I have a loop that gives me a sparse matrix N
in each iteration of column c
.
To assemble/grow/accumulate N
column by column, I thought of using
N = scipy.sparse.hstack([N, c])
To do this, it is better to initialize the matrix with rows of length 0. But,
N = scipy.sparse.csc_matrix((4,0))
Throws ValueError: invalid shape
.
What are the suggestions and how to do this correctly?
Solution
You can’t. Compared to NumPy arrays, sparse matrices are limited, specifically not allowing 0
to be used for any axis.

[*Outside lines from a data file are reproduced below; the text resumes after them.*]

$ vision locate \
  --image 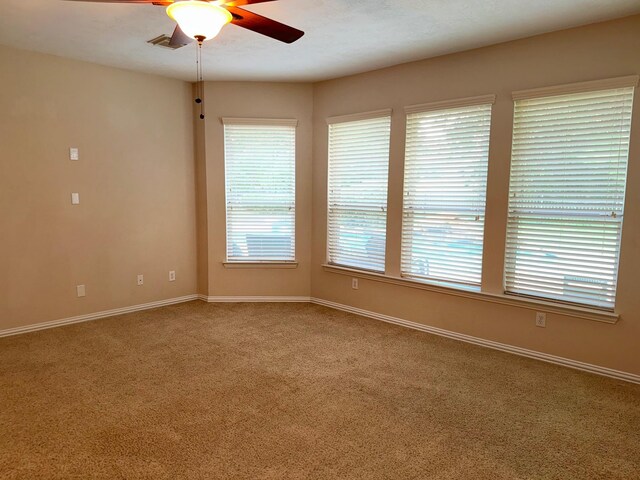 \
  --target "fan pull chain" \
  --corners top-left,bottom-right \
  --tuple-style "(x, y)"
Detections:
(196, 37), (204, 120)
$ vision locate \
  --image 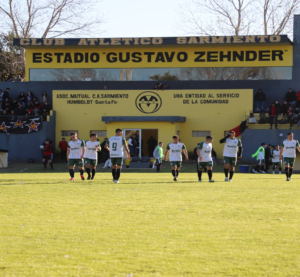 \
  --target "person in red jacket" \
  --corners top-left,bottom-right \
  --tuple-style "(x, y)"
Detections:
(43, 139), (53, 169)
(269, 102), (280, 129)
(58, 138), (68, 163)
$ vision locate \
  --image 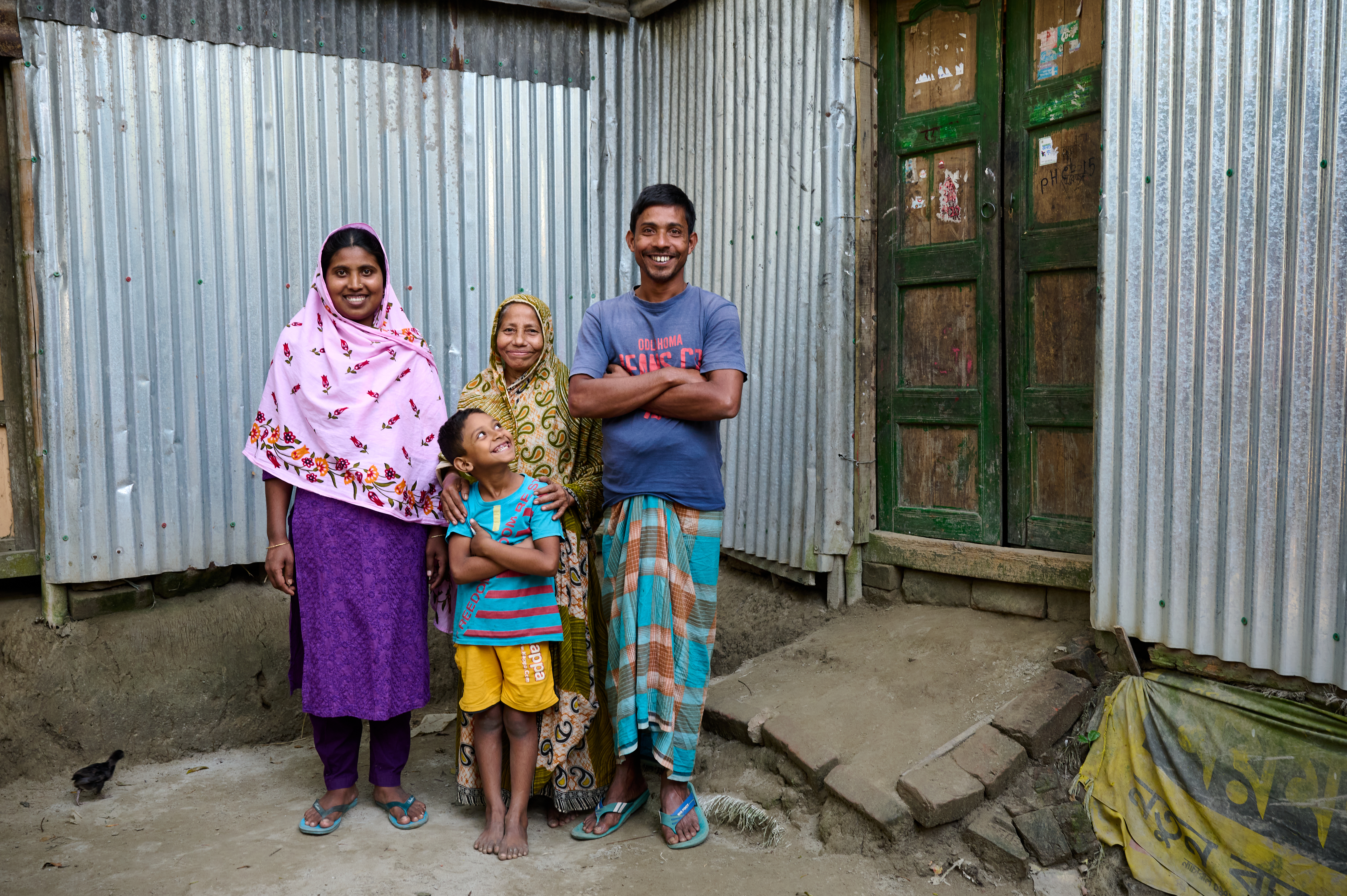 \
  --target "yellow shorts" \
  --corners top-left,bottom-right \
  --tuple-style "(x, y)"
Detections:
(454, 643), (556, 713)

All sparse matrix constructors check for this, so if you do manage to build such a matrix, you’re taking advantage of the SciPy error, and your script may break while upgrading SciPy.
That being said, I don’t see why you need an n × 0 sparse matrix, since n × 0 NumPy arrays are allowed and take up little storage space.
It turns out that sparse.hstack
can’t handle NumPy arrays with zero lines, so please ignore my previous comment. However, I think what you should do is collect all the columns in the list and then hstack
them in one call. This is better than your loop, because append
to a list requires amortization constant time, while hstack
takes linear time. Therefore, the algorithm you propose may be linear but requires quadratic time.